Yes, you are completely right and I’ve mixed up both names. I’ll edit my post to get it right.

In the example the `nn.Sigmoid`

will be applied by `m(input)`

, so it should be right.

Your code should apply the sigmoid function twice (once in `m()`

and the second time using `torch.sigmoid`

).

Yes, that’s right. I somehow over-looked the definition of `m`

.

Thanks

@Shani_Gamrian Use BCEWithLogitsLoss - it’s stable than using a plain `Sigmoid followed by a`

BCELoss` (uses log-sum-exp trick for numerical stability)

Just to clarify, if using `nn.BCEWithLogitsLoss(target, output)`

, `output`

should be passed through a sigmoid and only then to `BCEWithLogitsLoss`

? I don’t understand why one would pass it through a sigmoid twice because x is already a probability after passing through one sigmoid.

No, that was a typo which @vmirly1 already corrected.

You should pass logits to `nn.BCEwithLogitsLoss`

and probabilities (using sigmoid) to `nn.BCELoss`

.

Also, make sure to pass the model output first and then the target to the criterion.

Sorry for asking my question here, I’m doing wod2vec with negative sampling and I had problem using nn.NLLLoss to train my network and I was reading pytorch loss functions, then I found out `binary_cross_entropy_with_logits, it says that This loss combines a Sigmoid layer and the BCELoss in one single class and This is used for measuring the error of a reconstruction in for example an auto-encoder. Note that the targets yy should be numbers between 0 and 1. So do you think I made a right choice for my loss function?

Thanks

Negative sampling might work with `nn.BCE(WithLogits)Loss`

, but might be inefficient, as you would probably calculate the non-reduced loss for all classes and mask them afterwards.

Some implementations sample the negative classes beforehand and calculate the bce loss manually, e.g. as described here.

but what exactly is the difference between the two? i mean how is BCEWithLogitsLoss more stable? what stability means here. It would be great if you could explain it to me in little more detail. Thanks in advance

Just to be super duper clear, do **Not** pass inputs through a sigmoid if using `BCEWithLogitsLoss`

?

And for the outputs, just use ‘1’ for True classes, or ‘0’ for the false classes?

Yes.

- logits ->
`nn.BCEWithLogitsLoss`

- logits -> sigmoid ->
`nn.BCELoss`

That would be the standard definition, but you can basically define True/False, Positive/Negative as you wish.

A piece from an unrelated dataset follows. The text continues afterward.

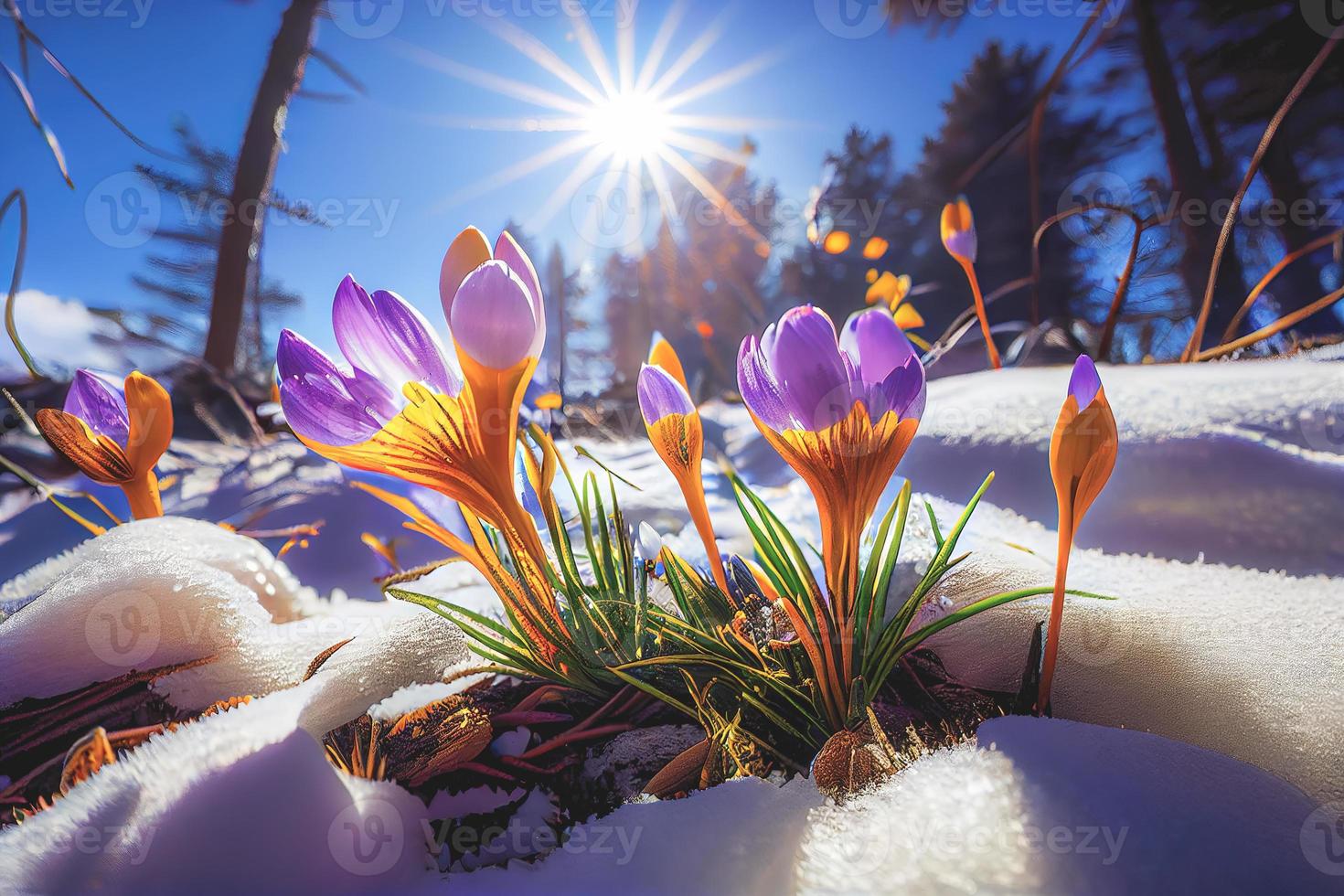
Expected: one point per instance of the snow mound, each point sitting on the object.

Thanks everyone for your input.

If the network outputs logits and is trained with BCEWithLogitsLoss, during inference, should I use the logits directly as a probability or should I apply sigmoid first?

edit:

Now that I think about it, the logit could totally be negative or larger than 1, making it unsuitable as a probability. So I should apply a sigmoid during inference. Please confirm

`y*ln(sig(x)) + (1 - y)*ln(1 - sig(x))`

= `y*ln(1 / (1 + e^-x))+(1 - y)*ln(1 - 1 / (1 + e^-x))`

= `ln(e^yx / (e^x + 1))`

If I’m correct, it works like this.

The values of the logits might be harder to interpret, so you might want to apply a sigmoid to get the probabilities.

Note that a logit of 0 will map to `p=0.5`

, so you could still easily get the prediction for this simple threshold with logits.

sigmoid( ln(x/(1-x) ) ) = x

for both BCEWithLogitsLoss and CrossEntropyLoss ( 1 step )

we will need to do this when doing inferencing?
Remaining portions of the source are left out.